Business Analysis is a ProcessPeople do! People may use technology to solve the problem, but people who understand the issues, make the decisions, and implement the solution ultimately solve the problem. Business analysis is the general term for how people analyze business problems to develop business solutions.

Business Analysis Is a Business Process, Not Just an IT Function

If your IT group is responsible for business analysis, you have a potential conflict of interest. The people who are involved with information Technology have a built-in bias toward using that technology to improve the business. They often are not aware of their bias and as a result tend to overlook potentially better, cheaper methods for solving business problems.
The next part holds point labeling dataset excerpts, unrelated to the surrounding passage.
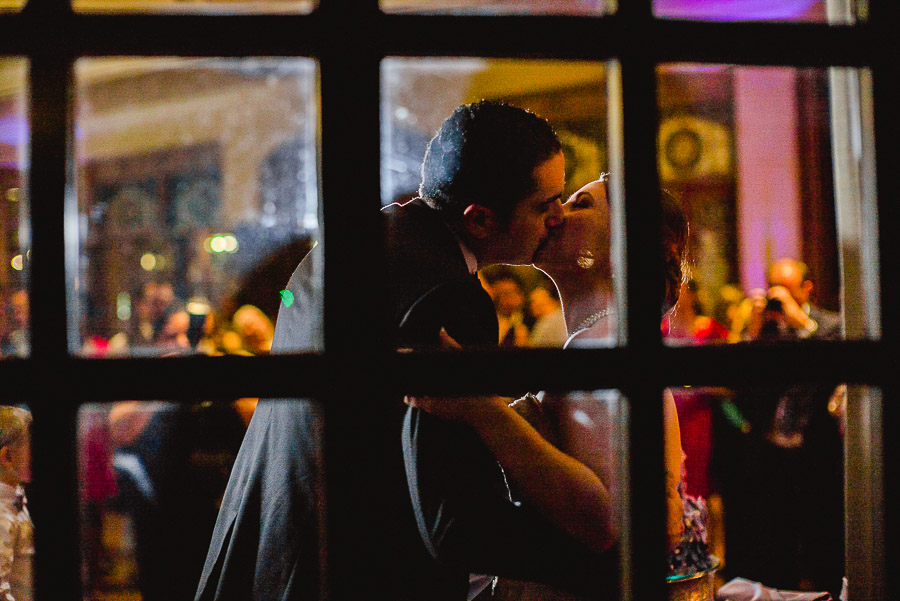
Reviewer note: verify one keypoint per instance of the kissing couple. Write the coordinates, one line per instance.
(478, 489)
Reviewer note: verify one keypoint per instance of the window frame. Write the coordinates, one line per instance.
(349, 38)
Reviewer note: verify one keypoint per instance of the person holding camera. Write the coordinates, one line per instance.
(784, 310)
(782, 474)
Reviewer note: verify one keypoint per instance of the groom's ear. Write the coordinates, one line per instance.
(479, 221)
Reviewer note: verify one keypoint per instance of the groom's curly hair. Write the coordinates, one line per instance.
(485, 153)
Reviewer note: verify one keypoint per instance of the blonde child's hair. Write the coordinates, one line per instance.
(14, 424)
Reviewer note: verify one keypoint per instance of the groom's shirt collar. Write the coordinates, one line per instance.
(468, 255)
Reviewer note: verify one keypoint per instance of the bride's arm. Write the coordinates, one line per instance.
(560, 487)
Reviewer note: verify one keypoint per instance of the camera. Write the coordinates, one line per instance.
(773, 319)
(774, 305)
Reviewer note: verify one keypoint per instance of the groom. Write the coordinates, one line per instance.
(492, 182)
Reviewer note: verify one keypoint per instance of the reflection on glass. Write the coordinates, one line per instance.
(771, 460)
(15, 235)
(197, 190)
(152, 477)
(817, 11)
(766, 164)
(222, 7)
(418, 95)
(17, 533)
(567, 505)
(500, 7)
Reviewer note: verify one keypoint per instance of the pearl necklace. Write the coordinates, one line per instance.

Let’s play a quick numbers game. The US Department of Labor Bureau of Labor Statistics tracks those tasked with performing business analysis in the IT sense as “Computer Systems Analysts”. This government agency reports 544,400 Computer Systems Analysts in the US in 2010 with a projected growth of 22%. That implies there should be 809,700 now (in 2012). The same source reports 718,800 “Management Analysts” (aka: Management Consultants – those tasked with performing business analysis from the business perspective). This category also had a projected growth of 22% giving us 1,069,900 currently (again, 2012).

The duties described for these two professions are what the International Institute of Business Analysis (IIBA®) defines as those for which Business Analysts are responsible. That means about 1,788,700 people in the United States are doing “business analysis” work in 2012. Given an estimated workforce of 154,880,000, 1.1% of the overall workforce is involved in some form of business analysis.

The Question Remains

How well are those 1.1% prepared for their job? Lacking a statistical base, we can only rely on empirical evidence suggesting that the vast majority has no formal training in the discipline of Business Analysis. Business analysis has become a clearly defined profession with a significant number of powerful techniques to support it. Getting those within your organization who perform this critical function trained in business analysis could just be the best investment you can make to help your organization achieve its business objectives.